With every development in the Kenya cases, and perhaps for all cases at the ICC, there are (at least) two types of implications for the Court: legal implications for the case and perception implications for the Court.
It is clear that van den Wyngaert’s opinion and her resignation as a judge in the Kenyatta case will have implications for the trial as it proceeds. What isn’t clear is precisely what those implications will be.
Ironically, van den Wyngaert resignation may ultimately benefit prosecution. As Heller astutely observes, “Judge van den Wyngaert’s withdrawal may well replace a judge who is skeptical of the prosecution’s case with one more inclined to accept it.” As a result, Heller claims that Kenyatta’s defence would be wise to appeal van den Wyngaert’s request to be removed from the case. If the defence takes Heller’s advice, it will be interesting to see if the Prosecution responds by claiming that van den Wyngaert’s commentary and her request to be removed from the case would ultimately bias her judgement in trial.
The Chambers’ condemnation of the Prosecution’s withholding of evidence to the defence is particularly troubling. Similar allegations plagued the Prosecution during the trial of Thomas Dyilo Lubanga. In fact, the Lubanga trial was almost thrown out of Court on two different occasions because the Prosecution was seen as having violated his right to a fair trial. At the time, many stated – and hoped – that this simply reflected growing pains for a young office and wasn’t representative of any pattern or policy. Another ruling stating that the Prosecution withheld exculpatory evidence from the Defence is troubling indeed, even if the ruling did not find that it was done intentionally.
The silver lining for the Prosecution is that, despite their rebuke, the trial will move ahead and not be returned to the confirmation stage, something that Kenyatta’s defence team had sought. This will certainly come as a huge relief to the Prosecution, especially after having to withdraw charges against Francis Muthaura. A ruling to restart the trial would have been a massive setback for the Office of the Prosecutor.
The Perception Game
In comparison to the Kenyatta, Ruto, and their supporters, the ICC has virtually no resources to counter messaging against the Court’s work – and in support of Kenyatta and Ruto – in Kenya. And it certainly doesn’t help that Kenyatta and Ruto now have control of state means to communicate with Kenyans.
As a result, the Court is losing the perception game in Kenya – if it hasn’t lost it already. It is worth stressing that this has less to do with the Court’s decision-making than with its lack of resources as well as the insufficient political support behind it in key cases.

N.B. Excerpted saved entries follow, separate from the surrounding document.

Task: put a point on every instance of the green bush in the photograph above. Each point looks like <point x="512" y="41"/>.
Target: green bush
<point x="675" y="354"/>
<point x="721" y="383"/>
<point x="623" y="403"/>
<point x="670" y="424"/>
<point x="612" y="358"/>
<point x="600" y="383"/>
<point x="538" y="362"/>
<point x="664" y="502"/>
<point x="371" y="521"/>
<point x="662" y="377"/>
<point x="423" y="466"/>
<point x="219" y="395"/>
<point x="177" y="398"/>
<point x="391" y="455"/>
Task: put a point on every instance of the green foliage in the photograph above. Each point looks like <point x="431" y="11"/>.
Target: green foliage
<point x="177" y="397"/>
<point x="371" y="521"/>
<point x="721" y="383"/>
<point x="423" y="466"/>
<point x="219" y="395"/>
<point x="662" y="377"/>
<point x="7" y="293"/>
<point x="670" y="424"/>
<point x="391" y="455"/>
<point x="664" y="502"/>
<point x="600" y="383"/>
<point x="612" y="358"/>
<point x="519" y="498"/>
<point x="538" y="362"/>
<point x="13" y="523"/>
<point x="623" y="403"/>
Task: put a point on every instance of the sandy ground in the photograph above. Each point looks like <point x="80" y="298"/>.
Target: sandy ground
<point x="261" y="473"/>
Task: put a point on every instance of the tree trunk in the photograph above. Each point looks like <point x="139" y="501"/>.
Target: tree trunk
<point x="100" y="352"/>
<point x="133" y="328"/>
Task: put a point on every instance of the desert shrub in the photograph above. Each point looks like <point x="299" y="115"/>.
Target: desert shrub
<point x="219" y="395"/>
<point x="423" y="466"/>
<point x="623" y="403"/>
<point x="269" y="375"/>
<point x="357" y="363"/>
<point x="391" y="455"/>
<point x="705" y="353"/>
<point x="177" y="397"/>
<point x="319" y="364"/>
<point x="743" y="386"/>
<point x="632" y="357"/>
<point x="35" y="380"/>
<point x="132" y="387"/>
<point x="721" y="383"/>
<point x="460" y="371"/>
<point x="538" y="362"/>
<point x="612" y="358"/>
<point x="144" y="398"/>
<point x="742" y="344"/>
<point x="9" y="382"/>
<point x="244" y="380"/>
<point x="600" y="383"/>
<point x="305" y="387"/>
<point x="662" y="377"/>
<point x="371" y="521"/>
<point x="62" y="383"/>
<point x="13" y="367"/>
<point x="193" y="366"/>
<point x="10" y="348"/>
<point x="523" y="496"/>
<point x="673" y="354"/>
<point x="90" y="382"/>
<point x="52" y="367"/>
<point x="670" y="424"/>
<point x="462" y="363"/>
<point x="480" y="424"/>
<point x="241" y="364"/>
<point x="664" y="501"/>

But it certainly doesn’t help when the Prosecution is ripped into by ICC judges. It only adds more fuel for those who seek to lambast and undermine the standing of the Court at any cost. It was thus unsurprising that some local media attributed van den Wyngaert’s decision to remove herself from the trial not to her stated reason (ie. her workload) but to her criticism of the Prosecution. This spin fits not into reality but into the perception game being played by Ruto and Kenyatta’s network of supporters.
Good Law Can Better Perceptions
There isn’t much the Prosecution can do about the perception game. It simply doesn’t have the clout or resources to counter the wave of support or the communications machine in favour of Kenyatta and Ruto. The Court can’t control who wins elections and, without a dramatic surge in political support and funding for its work, it can’t control whether evidence is withheld or witnesses are intimidated.
However, one thing the Prosecution can do is avoid repeating past mistakes which only invite new forms of criticism and media spin. Every mistake is an opportunity to learn. And while a coherent, water-tight and gaffe-free prosecution of Kenyatta and Ruto won’t win the perception game for the ICC, it certainly won’t hurt.